Chesed

Beautiful Ashes

Living with cancer is like living in the desert. It’s hot as fire. Your body and spirit are scorched by the heat. Walking in barren places, hoping you reach the other side.

The desert holds its own strange, prickly beauty at sunset and sunrise. Just like there are moments of profound beauty you wouldn’t have experienced without the backdrop of cancer.

It’s not considered kosher to speak of our grief and despair. People tend to marginalize those who don’t stay in happy, positive places. We are “strong” when we stay positive and happy; “weak” if we are sad, broken, or in despair.

Yet God didn’t respond that way to the words of His children. In fact, He recorded them as divine legacy for the rest of us to read.

Sadness and despair and lament do not need to be “normalized.” They already are normal. We need to enlarge our minds to hold space for the full gamut of emotions God created in the human experience. There aren’t “good” and “bad” emotions. We find some of them pleasant and unpleasant. We have some choice in how long we stay in certain emotions. But we cannot choose not to experience certain emotions ever. To refuse to acknowledge them is dishonoring the God who created them.

The same people who don’t want to hear your loneliness and despair may want to read Psalm 102.

Hear my prayer, O Lord, let my cry come to you! Do not hide your face from me in the day of my distress! Incline your ear to me; answer me speedily in the day when I call! Because of my loud groaning my bones cling to my flesh. I am like a desert owl of the wilderness, like an owl of the waste places; I lie awake; I am like a lonely sparrow on the housetop ….

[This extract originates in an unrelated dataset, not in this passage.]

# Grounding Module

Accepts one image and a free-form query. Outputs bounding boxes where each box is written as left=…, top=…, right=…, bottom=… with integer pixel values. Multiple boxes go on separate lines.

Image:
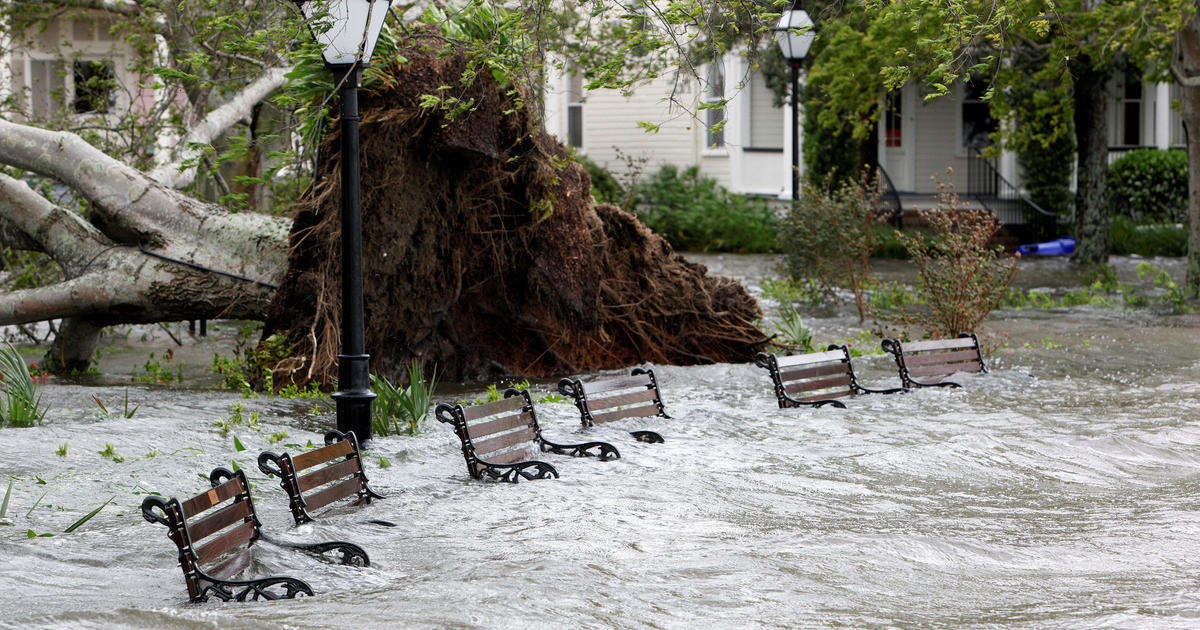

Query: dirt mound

He regards the prayer of the destitute and does not despise their prayer.

Let the be recorded for a generation to come, so that a people yet to be created may praise the Lord: that he looked down from his holy height; from heaven the Lord looked at the earth, to hear the groans of the prisoners, to set free those who were doomed to die, that they may declare in Zion the name of the Lord and in Jerusalem his praise, when people gather together and kingdoms, to worship the Lord.

Tonight a small band from church held a concert in Liam’s honor. They invited the boys to open. Adam and Liam played three of their own songs and “This is where the healing begins.”

David & I feel so lost in grief this weekend and our boys are singing of faith in front of crowds. So often, their words and music lead my heart back to Jesus. Maybe this is what Jesus meant when he said, “A little child shall lead them.”